Hi Liz, thank you for your comment and question.
The answer to your question depends on who you are selling it to for less than market value. If you sell it in an arm’s length transaction to an unconnected third party then no it will not be a gift. But if you gift it to a spouse or civil partner you lived with for at least part of the tax year in which the gift was made there is also no capital gain either.
Russell
Hi. Can I sell my home to my son for the value of what is left owing on the mortgage please. My x wants to sell it at fill market value but initially it was gifted to us and we took out a small mortgage. I dont want to make a profit I just want to keep it in the family. Regards kim
Hi Kim,
Thank you for your comment and question. You can sell your property for any price you like, as long as both parties (i.e. you and your son in this instance) agree to. There will be other costs to take into account like Stamp Duty, conveyancing costs etc, but you will save on estate agent commissions which is good. Whether your son wants to carry out searches and a survey will be up to him of course.

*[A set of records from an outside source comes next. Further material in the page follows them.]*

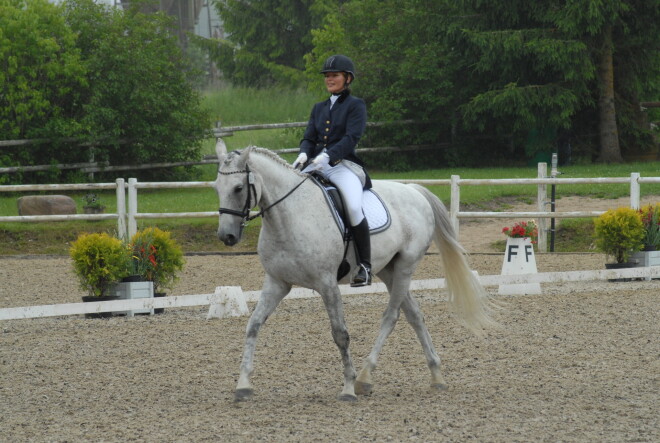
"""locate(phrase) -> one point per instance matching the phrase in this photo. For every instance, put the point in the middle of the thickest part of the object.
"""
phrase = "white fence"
(180, 301)
(128, 214)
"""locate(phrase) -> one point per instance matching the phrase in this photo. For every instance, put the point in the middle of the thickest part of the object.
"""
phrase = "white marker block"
(228, 301)
(519, 259)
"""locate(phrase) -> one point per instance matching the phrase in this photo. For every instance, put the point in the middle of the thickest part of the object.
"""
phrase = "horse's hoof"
(362, 388)
(348, 397)
(243, 394)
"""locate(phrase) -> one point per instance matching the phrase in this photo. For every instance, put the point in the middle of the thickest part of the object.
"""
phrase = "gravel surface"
(578, 363)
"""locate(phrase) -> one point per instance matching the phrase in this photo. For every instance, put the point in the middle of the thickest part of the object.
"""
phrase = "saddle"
(373, 207)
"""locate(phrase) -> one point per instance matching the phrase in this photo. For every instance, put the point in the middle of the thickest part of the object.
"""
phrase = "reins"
(245, 214)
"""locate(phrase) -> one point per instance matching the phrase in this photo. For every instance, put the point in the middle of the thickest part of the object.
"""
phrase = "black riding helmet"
(339, 63)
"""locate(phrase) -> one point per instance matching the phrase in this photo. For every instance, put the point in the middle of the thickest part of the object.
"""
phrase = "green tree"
(267, 39)
(139, 105)
(521, 73)
(41, 73)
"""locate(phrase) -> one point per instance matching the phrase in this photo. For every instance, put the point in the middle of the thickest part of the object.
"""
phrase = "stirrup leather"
(363, 277)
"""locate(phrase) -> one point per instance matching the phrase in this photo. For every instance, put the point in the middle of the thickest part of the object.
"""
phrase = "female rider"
(334, 129)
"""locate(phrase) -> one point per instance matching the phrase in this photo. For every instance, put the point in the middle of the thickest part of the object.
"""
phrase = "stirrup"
(362, 278)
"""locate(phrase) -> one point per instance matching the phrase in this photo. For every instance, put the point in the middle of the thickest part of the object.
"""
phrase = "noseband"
(245, 213)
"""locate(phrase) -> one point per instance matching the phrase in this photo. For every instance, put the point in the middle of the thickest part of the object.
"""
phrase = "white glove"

The may be tax implications in the future from an inheritance tax perspective, so you may need to seek advice on this front, but so long as the mortgage is paid off when the property is sold to your son the lender will be happy too.

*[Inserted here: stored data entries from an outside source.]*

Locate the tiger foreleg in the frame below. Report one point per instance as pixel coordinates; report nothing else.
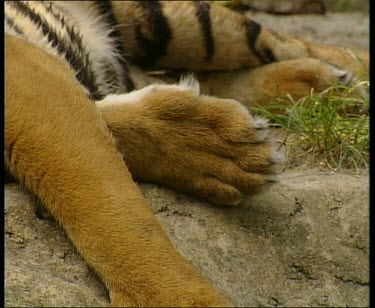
(61, 150)
(262, 85)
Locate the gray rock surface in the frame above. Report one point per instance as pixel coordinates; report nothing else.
(304, 242)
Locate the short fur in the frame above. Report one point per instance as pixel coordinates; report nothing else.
(69, 151)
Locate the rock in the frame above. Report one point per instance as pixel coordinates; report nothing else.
(304, 242)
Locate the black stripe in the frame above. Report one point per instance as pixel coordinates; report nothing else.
(106, 10)
(203, 13)
(157, 46)
(13, 26)
(253, 30)
(78, 60)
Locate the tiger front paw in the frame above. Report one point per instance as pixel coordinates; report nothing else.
(200, 145)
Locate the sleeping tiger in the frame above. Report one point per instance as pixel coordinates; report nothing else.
(84, 123)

I don’t think you’ll have a Capital Gains Tax problem, as I am assuming this is a property that you have lived in as your Principle Private Residence or PPR too.
I live on a houseboat and due to old age would like to sell it to my sister and her husband at around half price of estimated valuation (£30000) to keep the boat in the family. I claim pension credit and housing benefit for the mooring fees. Will the amount I sell it for or the estimated full value be used to calculate my future entitlement to benefits.
Hi, thank you for your question and comment – I’m afraid I don’t know too much about housing benefits – I suggest you speak with your local housing benefits person or check the Government website for more details, sorry.